How Public Transit Funding Shapes Job Access—and Inequality

公共交通资金如何塑造就业机会与不平等

  1. A ten-minute bus ride may determine whether someone qualifies for a living-wage job—if service runs hourly instead of every fifteen minutes, reliability drops and opportunities shrink.
  2. Suburban employers complain about hiring shortages, yet many locate far from transit hubs—assuming workers own cars, despite rising insurance and fuel costs.
  3. Funding formulas often prioritize ridership density over need: high-traffic downtown lines get upgrades, while low-income neighborhoods with irregular schedules get deferred maintenance.

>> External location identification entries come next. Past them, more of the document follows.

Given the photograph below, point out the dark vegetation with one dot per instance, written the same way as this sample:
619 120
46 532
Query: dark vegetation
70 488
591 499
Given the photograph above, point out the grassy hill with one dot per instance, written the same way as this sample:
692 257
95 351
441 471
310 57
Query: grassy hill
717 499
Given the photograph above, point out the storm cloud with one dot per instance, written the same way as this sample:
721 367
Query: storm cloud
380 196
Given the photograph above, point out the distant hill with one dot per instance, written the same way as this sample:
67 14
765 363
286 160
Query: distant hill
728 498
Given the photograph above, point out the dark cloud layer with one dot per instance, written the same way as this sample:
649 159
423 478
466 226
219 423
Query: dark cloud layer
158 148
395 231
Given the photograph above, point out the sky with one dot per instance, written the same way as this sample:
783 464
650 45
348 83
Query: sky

  4. When a city extends light rail to tech corridors but skips bus rapid transit for factory zones, it signals whose commutes matter most to regional growth plans.
  5. Transit deserts don’t just inconvenience riders—they constrain wage growth, especially for women and caregivers managing nonstandard hours and multiple drop-offs.

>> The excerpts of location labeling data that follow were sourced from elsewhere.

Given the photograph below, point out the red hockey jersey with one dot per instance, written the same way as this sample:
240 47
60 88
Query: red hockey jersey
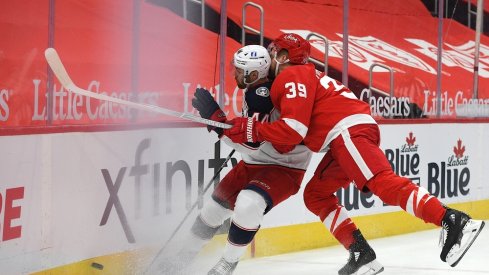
314 109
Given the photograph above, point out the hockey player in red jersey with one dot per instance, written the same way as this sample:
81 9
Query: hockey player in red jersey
327 117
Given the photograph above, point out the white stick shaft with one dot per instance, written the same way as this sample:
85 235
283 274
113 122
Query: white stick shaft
59 70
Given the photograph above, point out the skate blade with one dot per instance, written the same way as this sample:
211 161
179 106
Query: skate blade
472 229
374 267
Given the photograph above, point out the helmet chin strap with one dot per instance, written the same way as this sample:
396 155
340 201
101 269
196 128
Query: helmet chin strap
278 64
248 83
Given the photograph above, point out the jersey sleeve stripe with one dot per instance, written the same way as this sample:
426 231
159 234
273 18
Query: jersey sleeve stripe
297 126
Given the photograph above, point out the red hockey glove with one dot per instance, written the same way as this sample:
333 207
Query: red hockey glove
244 130
282 149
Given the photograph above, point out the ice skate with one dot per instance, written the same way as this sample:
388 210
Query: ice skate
457 235
223 267
362 260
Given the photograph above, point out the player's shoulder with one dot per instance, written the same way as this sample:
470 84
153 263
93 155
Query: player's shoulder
262 89
297 71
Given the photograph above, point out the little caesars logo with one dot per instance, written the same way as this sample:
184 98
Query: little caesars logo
450 178
405 160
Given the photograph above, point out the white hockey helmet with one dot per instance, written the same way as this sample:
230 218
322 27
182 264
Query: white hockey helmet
253 58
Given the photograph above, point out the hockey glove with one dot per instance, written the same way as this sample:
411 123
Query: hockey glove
244 130
208 108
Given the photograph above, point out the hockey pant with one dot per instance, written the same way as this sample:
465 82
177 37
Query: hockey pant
250 191
355 156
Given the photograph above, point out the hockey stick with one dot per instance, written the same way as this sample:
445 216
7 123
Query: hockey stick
59 70
190 211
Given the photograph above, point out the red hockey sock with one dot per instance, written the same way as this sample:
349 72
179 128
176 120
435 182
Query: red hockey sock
340 225
399 191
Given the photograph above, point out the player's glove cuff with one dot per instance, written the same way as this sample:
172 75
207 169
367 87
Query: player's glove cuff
243 130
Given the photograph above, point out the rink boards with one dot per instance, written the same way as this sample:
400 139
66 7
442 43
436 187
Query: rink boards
70 199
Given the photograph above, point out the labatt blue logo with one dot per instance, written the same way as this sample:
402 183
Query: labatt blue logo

  6. Federal grants require matching funds, so poorer cities cut service before applying—deepening mobility gaps rather than closing them.
  7. Remote work hasn’t erased this issue: hybrid schedules increase demand for flexible, off-peak transit—not just peak-hour capacity.

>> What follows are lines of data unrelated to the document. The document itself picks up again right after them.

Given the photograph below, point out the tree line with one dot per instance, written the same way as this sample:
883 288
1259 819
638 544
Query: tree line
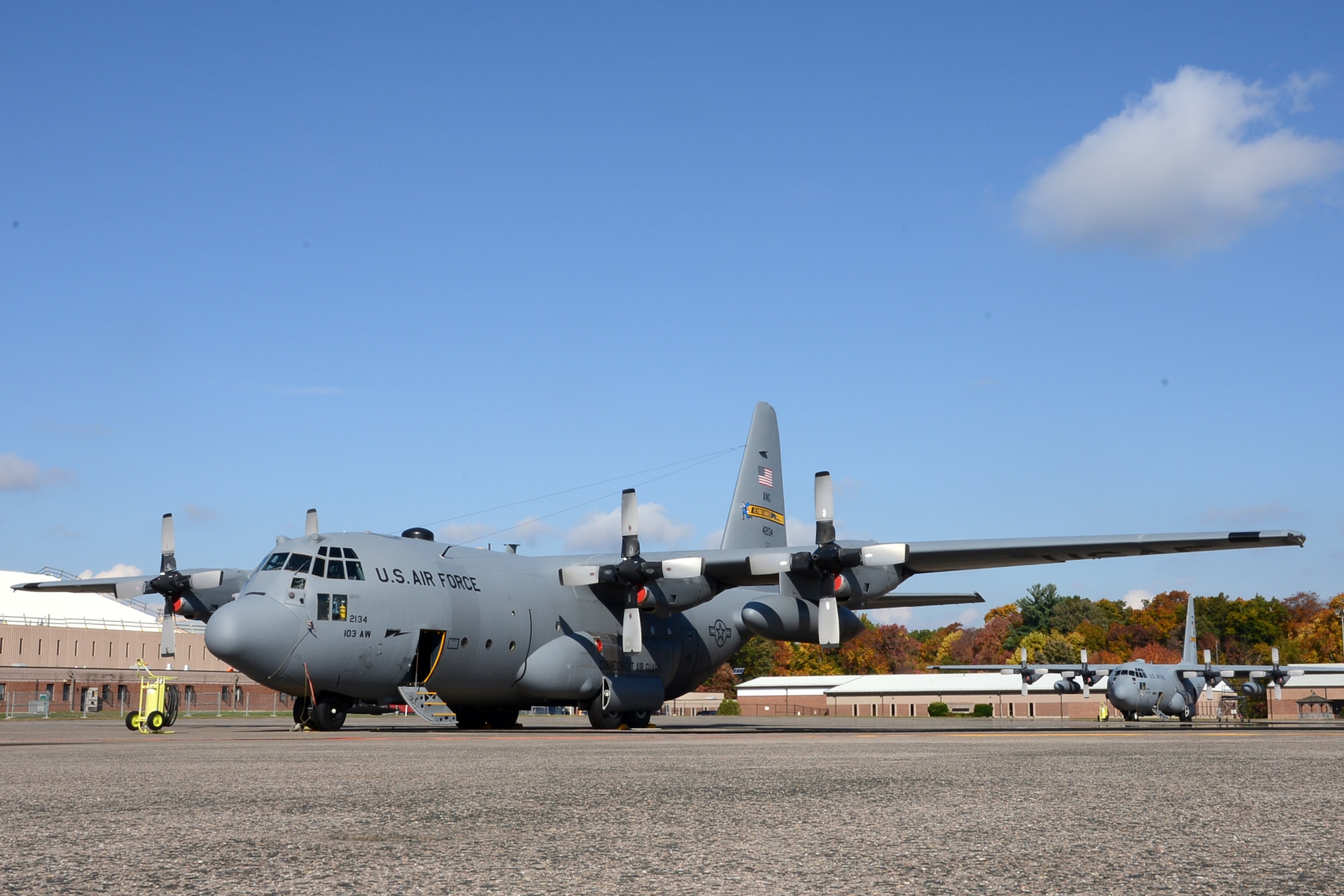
1056 628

  8. Employers increasingly co-fund passes or subsidize e-bikes, recognizing that transport friction reduces retention as much as salary gaps.
  9. Yet infrastructure decisions take years; workforce needs shift in months—leaving policy perpetually reactive, not anticipatory.
  10. Access to jobs isn’t just about skills training—it’s about whether the bus arrives before your second interview starts.
  11. Mobility equity isn’t charity; it’s economic efficiency measured in lost productivity and untapped talent.
  12. Ask not just ‘Where are the jobs?’ but ‘Who can actually reach them—and at what real cost?’